At the Wis. Board of Commissioners of Public Lands’ field office in Lake Tomahawk, analysis of land ownership patterns is guiding a plan to consolidate scattered forested lands into larger blocks for more efficient management.

The next round of orthophotos?
The northwoods generally has 1-meter-resolution orthophotos with vintages from 1992-1998. Not only is this imagery aging but higher resolution (e.g., 2-foot or finer pixels) would deliver more benefits. This current orthophoto coverage was funded through a variety of sources, many of which are no longer available.

For instance, the Wis. Land Information Board granted funds to some counties to acquire their first orthophotos. At the time, that funding was available in block up to $100,000; however, the WLIB has not had that kind of grant program for a number of years, having replaced it with a formula that returns much more money to those counties that contribute large amounts to the coffers as a result of their far higher levels of real estate transactions.

Many of the northern counties have large amounts of public land that rarely changes hands, so the number of real estate transactions is lower than it would be otherwise. The effect is that these counties have minimal resources to allocate to projects as expensive as wall-to-wall orthophotos.

On the federal side, the National Digital Orthophoto Program (NDOP) is going through its own evolution. We are not expecting any more NAPP photography acquisitions over our state — the primary source of imagery for orthophotos in the northern counties. And, federal agency contributions to fuel the NDOP have dropped for several reasons.

First, the Farm Services Agency has begun its own summertime photography acquisition, but is not at this time planning to acquire imagery over most of the forested counties. Even if it were, the imagery would be “leaf-on”, leading to concerns over the effect of leaf cover obscuring ground features. At one- or two-meter resolution, individual trees would be hard to detect except perhaps those that stand alone or in scattered groups within otherwise unforested areas.

Second, the U.S. Geological Survey’s attentions are heavily aimed toward large metropolitan areas due to the interest in spatial information needed to support homeland security. The USGS was a critical player in achieving nation-wide coverage of digital orthophotos.

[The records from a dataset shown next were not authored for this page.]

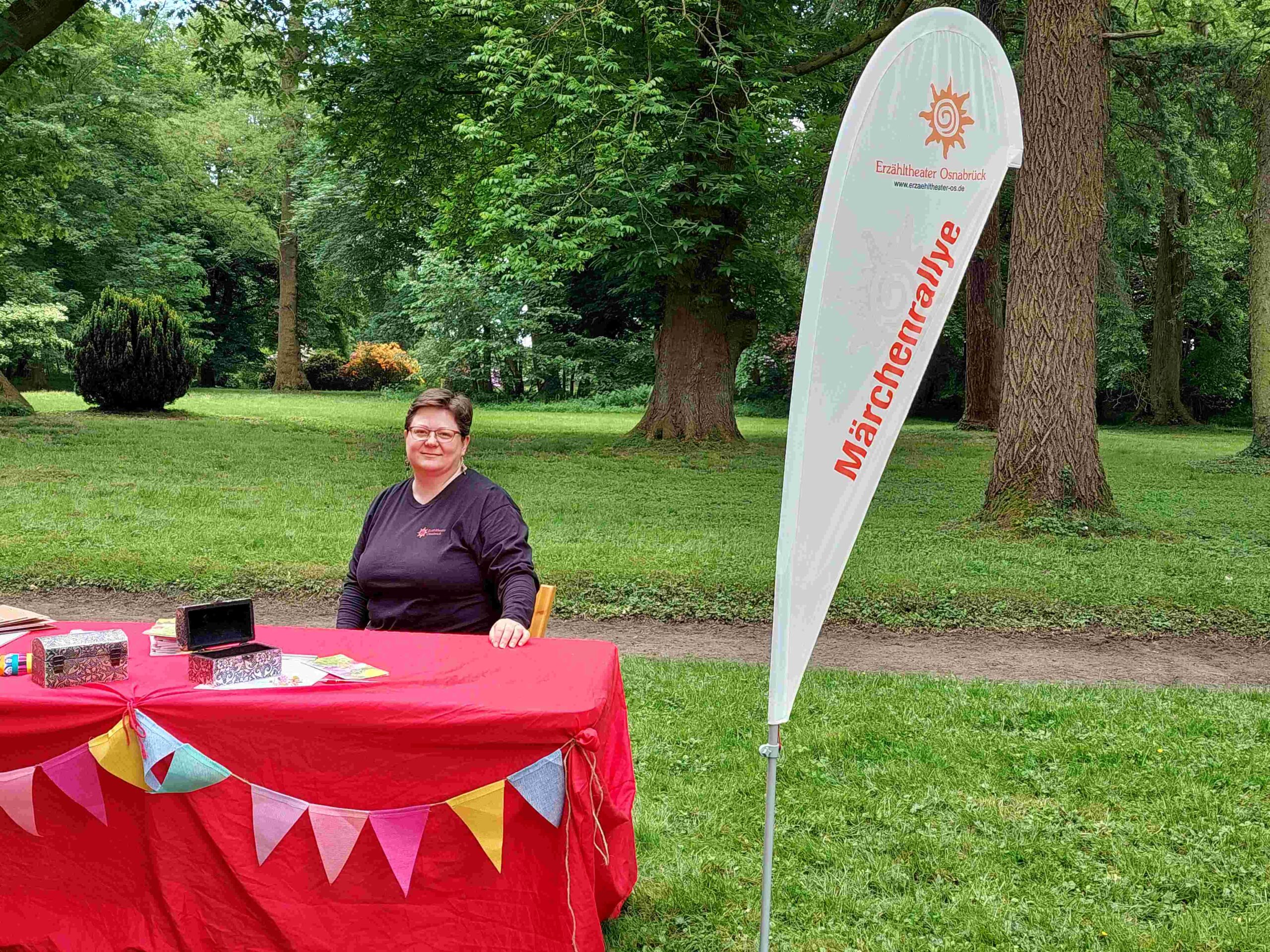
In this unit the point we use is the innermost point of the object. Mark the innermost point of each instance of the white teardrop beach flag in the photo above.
(924, 148)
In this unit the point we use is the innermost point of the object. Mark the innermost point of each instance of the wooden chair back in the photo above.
(543, 606)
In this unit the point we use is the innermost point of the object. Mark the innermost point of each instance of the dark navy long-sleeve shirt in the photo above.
(456, 564)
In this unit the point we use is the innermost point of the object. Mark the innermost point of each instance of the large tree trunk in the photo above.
(985, 330)
(10, 394)
(290, 373)
(697, 350)
(1048, 440)
(1165, 384)
(1259, 273)
(27, 22)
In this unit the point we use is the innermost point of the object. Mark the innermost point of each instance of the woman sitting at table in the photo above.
(445, 550)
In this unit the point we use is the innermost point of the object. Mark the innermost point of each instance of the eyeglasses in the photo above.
(422, 433)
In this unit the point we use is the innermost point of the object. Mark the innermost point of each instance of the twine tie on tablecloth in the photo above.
(131, 704)
(581, 743)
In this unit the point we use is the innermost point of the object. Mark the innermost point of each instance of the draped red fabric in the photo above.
(178, 871)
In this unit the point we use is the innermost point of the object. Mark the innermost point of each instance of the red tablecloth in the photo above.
(178, 871)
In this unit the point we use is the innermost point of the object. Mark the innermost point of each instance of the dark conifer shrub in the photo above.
(131, 355)
(323, 370)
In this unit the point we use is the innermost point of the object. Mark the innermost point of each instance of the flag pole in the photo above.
(771, 751)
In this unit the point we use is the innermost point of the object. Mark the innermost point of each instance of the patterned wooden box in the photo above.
(83, 658)
(223, 639)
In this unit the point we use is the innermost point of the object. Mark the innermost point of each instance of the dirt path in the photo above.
(1090, 655)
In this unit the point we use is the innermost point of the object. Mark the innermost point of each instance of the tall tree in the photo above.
(1173, 271)
(985, 304)
(653, 139)
(1259, 271)
(290, 373)
(1048, 442)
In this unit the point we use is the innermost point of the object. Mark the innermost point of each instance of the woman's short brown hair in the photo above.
(459, 405)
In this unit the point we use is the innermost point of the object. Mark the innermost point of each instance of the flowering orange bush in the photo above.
(374, 366)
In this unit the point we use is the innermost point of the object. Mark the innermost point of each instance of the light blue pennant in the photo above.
(541, 783)
(155, 747)
(190, 770)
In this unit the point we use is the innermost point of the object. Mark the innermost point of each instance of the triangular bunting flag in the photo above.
(158, 744)
(75, 776)
(16, 797)
(400, 832)
(272, 818)
(483, 813)
(191, 770)
(541, 783)
(336, 831)
(120, 753)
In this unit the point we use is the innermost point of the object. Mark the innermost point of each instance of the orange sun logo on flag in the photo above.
(948, 119)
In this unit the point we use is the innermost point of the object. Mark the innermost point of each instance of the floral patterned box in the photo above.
(221, 635)
(235, 664)
(82, 658)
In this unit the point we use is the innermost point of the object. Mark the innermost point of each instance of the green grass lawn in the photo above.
(926, 814)
(243, 492)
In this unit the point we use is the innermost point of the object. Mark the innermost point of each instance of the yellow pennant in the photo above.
(483, 813)
(119, 751)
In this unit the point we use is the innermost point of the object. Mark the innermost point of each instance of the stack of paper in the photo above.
(346, 668)
(16, 622)
(163, 638)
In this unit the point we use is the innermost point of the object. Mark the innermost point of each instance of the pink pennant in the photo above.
(75, 776)
(16, 797)
(336, 831)
(272, 818)
(400, 832)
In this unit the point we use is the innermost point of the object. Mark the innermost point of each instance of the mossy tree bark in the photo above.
(1259, 273)
(290, 373)
(1173, 272)
(985, 330)
(697, 350)
(1048, 441)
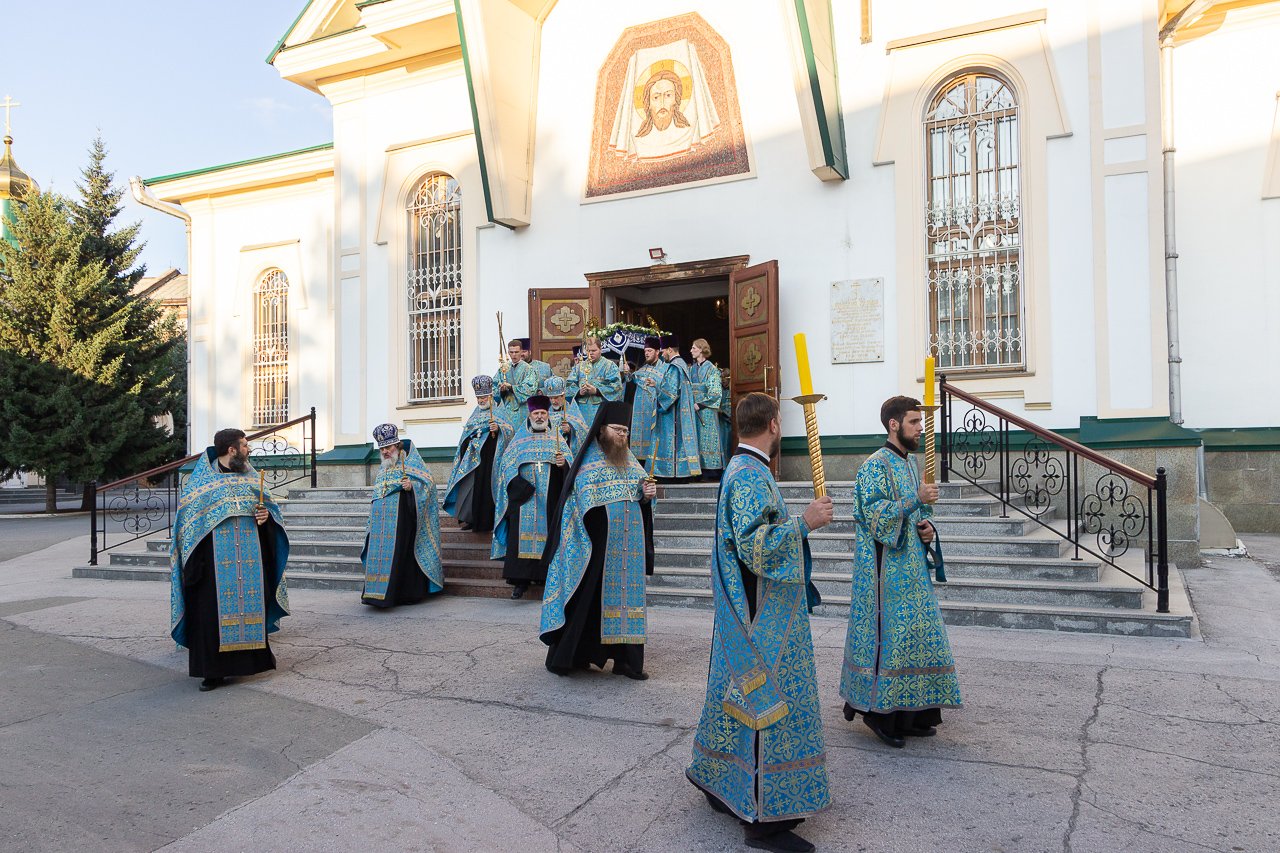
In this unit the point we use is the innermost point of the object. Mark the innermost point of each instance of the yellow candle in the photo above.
(803, 364)
(928, 382)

This situation leaves the northern counties with fewer options than before just at the time that federal, state, and local government budgets are under severe pressure. Their own property tax base is not large (with some exceptions for areas with high-value lakefront property), so the resources are not at hand. The sole avenue at this point might be some sort of cooperative arrangement amongst a group of interested parties, and over an area of at least several counties to attain the necessary economy of scale.